In other words, the problem may not be a company's failure to offer customers what they want, but the perception customers have of a company's offerings.
"The most important thing to pay attention to is how customers differentiate between your business and the competition," says Michael Synk, owner of In-Synk Consulting in Memphis. "Too often, we focus on how we as business owners differentiate." A company can devote time and money to defining its identity, but if the customers don't share that vision, that's time and money wasted.
The usefulness of the customer-competitor relationship goes beyond just learning more about the customer. The best customers make the best scouts when checking on the competition.
"Businesses should regularly ask clients how good a job they're doing and what they're doing best," Synk says.

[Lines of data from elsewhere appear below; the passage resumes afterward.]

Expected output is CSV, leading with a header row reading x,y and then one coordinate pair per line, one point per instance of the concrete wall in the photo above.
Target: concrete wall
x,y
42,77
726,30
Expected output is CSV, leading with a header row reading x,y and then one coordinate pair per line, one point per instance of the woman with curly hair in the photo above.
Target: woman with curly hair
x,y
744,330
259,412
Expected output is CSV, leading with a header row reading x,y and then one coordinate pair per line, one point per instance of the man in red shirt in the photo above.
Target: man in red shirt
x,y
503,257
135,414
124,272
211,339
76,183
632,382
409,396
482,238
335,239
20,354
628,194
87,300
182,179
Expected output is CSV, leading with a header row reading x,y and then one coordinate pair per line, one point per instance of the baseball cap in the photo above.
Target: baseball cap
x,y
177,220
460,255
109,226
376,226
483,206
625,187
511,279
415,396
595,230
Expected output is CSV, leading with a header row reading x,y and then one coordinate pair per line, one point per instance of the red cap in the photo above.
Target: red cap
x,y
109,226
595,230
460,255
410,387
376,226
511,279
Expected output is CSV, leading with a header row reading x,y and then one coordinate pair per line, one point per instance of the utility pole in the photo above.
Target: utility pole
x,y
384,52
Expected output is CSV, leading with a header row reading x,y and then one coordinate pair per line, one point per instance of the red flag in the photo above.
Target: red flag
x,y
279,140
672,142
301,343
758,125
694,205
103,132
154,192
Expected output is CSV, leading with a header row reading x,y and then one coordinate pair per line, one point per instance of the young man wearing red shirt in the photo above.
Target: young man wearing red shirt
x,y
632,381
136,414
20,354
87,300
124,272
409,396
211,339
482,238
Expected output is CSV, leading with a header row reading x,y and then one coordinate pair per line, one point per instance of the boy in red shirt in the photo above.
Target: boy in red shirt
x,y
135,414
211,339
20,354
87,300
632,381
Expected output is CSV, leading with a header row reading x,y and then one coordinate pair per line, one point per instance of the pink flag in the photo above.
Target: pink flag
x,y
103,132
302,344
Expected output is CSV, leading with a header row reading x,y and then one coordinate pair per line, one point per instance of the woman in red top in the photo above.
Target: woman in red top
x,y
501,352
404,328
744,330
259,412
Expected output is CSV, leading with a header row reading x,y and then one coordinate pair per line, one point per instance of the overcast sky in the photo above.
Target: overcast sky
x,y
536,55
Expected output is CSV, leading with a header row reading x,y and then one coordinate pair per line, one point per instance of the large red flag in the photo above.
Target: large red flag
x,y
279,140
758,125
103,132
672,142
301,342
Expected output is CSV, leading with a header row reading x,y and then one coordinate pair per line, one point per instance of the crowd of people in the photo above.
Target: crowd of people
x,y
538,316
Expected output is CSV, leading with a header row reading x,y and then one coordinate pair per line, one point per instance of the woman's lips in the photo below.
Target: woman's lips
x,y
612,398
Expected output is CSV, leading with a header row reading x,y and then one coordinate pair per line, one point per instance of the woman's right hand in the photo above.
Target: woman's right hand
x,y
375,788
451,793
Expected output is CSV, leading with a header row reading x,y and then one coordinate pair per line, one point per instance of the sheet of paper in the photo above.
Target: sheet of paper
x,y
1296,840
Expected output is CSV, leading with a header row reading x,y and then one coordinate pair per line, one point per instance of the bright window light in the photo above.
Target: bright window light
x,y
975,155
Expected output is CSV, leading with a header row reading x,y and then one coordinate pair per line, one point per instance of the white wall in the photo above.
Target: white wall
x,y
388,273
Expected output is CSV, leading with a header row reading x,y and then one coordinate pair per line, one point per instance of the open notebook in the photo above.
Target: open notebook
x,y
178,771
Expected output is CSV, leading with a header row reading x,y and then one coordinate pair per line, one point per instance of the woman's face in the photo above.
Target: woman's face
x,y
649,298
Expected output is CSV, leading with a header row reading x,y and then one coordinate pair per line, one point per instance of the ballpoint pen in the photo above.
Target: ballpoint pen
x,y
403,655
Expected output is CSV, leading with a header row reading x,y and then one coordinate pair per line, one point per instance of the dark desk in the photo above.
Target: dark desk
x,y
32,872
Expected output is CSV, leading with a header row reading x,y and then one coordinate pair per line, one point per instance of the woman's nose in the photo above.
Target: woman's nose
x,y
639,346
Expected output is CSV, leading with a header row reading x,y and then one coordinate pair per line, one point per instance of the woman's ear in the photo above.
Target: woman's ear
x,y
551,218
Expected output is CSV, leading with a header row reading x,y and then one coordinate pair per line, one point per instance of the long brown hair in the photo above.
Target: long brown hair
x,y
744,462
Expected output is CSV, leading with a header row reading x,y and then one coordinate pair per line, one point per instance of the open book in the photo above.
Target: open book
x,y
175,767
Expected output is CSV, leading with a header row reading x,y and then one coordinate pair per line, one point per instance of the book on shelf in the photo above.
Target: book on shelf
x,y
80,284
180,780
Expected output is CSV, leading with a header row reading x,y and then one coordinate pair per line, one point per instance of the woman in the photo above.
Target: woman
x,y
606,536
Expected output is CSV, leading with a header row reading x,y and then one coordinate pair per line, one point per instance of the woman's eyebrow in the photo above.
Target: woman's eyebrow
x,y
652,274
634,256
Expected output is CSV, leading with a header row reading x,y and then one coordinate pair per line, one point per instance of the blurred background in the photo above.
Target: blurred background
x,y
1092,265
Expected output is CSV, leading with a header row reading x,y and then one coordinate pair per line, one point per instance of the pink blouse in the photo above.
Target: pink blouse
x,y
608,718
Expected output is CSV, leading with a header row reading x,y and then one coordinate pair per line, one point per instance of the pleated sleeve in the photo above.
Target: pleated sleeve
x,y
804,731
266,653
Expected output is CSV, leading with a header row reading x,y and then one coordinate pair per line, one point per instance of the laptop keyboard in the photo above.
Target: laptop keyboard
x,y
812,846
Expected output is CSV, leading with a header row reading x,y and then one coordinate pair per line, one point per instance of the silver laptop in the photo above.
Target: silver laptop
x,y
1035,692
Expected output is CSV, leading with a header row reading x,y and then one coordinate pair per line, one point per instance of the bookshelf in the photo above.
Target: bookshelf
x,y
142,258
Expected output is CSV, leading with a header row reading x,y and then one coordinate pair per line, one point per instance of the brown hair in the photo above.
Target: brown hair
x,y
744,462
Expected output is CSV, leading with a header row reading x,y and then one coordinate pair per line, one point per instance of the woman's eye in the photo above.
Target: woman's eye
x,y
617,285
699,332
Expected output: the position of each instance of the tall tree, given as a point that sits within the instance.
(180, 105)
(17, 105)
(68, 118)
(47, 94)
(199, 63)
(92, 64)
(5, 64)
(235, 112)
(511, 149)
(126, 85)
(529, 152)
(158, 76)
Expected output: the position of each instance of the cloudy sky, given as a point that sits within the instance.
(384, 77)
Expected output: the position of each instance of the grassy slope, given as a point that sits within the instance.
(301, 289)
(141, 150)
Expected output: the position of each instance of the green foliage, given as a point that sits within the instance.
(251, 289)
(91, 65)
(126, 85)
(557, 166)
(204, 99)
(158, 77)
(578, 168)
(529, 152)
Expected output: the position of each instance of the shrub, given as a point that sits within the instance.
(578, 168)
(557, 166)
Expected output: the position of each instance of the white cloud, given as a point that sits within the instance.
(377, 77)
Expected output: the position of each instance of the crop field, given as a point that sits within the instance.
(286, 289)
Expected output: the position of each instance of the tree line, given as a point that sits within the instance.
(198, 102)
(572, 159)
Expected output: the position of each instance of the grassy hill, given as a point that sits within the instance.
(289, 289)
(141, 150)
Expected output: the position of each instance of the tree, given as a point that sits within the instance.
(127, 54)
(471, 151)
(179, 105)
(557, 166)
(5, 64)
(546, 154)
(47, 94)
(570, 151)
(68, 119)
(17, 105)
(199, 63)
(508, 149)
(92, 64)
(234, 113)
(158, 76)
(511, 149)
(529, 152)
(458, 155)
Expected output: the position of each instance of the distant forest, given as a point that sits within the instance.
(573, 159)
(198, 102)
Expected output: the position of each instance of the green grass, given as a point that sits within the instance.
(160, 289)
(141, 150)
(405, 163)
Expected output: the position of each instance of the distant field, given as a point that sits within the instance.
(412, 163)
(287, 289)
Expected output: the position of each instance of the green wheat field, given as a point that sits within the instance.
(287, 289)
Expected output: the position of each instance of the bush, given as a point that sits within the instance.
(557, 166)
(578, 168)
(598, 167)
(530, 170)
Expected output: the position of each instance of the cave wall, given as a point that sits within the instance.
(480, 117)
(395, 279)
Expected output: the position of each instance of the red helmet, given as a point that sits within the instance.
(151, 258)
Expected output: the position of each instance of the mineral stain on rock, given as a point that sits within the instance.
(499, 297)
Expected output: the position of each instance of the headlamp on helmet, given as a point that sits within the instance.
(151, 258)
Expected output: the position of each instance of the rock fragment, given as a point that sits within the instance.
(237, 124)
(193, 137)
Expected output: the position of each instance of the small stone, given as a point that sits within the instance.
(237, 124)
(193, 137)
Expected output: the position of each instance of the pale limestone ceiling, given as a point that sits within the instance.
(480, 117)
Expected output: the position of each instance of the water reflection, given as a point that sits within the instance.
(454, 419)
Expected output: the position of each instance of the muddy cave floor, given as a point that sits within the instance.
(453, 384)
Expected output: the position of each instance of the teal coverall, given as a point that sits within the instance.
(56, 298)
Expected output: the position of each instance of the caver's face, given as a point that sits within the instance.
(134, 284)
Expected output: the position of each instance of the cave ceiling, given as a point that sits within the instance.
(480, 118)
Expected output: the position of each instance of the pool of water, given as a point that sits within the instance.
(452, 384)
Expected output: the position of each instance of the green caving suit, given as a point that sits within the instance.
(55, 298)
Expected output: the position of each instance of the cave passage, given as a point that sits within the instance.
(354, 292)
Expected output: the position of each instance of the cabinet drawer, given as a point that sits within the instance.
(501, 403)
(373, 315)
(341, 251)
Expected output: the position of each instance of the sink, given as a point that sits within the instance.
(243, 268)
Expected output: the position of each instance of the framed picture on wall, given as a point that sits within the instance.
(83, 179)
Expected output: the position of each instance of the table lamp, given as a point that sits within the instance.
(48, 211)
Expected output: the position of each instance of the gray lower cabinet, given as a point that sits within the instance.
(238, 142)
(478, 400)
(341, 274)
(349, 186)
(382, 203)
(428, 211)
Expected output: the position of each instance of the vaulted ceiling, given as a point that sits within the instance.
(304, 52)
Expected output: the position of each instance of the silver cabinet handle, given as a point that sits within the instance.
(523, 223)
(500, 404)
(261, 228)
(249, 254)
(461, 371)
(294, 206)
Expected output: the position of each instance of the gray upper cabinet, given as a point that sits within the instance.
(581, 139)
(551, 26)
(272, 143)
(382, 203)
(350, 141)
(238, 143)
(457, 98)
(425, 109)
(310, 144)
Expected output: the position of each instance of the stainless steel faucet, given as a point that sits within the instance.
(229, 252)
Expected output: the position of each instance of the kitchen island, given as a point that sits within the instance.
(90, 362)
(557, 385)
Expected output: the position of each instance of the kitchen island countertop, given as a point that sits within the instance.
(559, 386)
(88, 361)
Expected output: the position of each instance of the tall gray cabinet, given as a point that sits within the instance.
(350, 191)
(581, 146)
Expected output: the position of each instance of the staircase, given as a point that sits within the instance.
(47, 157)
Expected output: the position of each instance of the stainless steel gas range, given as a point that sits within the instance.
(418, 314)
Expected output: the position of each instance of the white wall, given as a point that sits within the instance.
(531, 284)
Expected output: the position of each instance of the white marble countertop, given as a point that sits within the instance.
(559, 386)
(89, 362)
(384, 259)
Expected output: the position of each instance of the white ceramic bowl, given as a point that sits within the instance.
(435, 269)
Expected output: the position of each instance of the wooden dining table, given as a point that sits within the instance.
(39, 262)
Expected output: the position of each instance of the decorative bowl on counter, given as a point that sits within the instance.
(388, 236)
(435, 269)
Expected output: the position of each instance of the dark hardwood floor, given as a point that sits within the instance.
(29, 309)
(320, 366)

For Synk, this means figuring out one's strong suit relative to other businesses and optimizing that advantage as much as one can. Focusing on what one's company does right, and not what another business does well, can make the difference in competitive arenas.
"The biggest mistake I see is companies changing their priorities without thinking about it," says Bridget DiCello, founder and president of Activating Employee Performance (and one of Synk's area competitors). DiCello thinks that focusing too much on the competition and its business model can lead to a dangerous drop in the attention one pays to one's own.
"They see competitors doing something and change their approach to match," she says. "But you can't take your eye off the ball of who you want to be." DiCello also points out that most small businesses can't afford an ad war, so the key to understanding and emphasizing the differences between companies is through relationships with both one's customers and competitors.
Competitive does not necessarily mean combative. While Synk knows his competitors--DiCello and Jim Piatchek of The Professional Disturber--the three emphasize their different products rather than a difference in quality. All agree that establishing a unique way of doing things will mean one does not need to go head to head with competitors over every customer. "There is no real competition if I do business properly," Piatchek says.
This more enlightened approach to competitive coexistence can actually be good for the industry as a whole.
"I want the competition around me to be the best that it can be," DiCello explains, "because that brings credibility to my industry." DiCello thinks that, in the long run, competition means a stronger industry, and a stronger industry means more customers--ideally, enough to go around.
In the Information Age, it's easy to get basic statistics on potential customers and competitors just by using Google or accessing public information at the Chamber. But the real advantage comes through personal relationships--with customers, suppliers and the competitors themselves.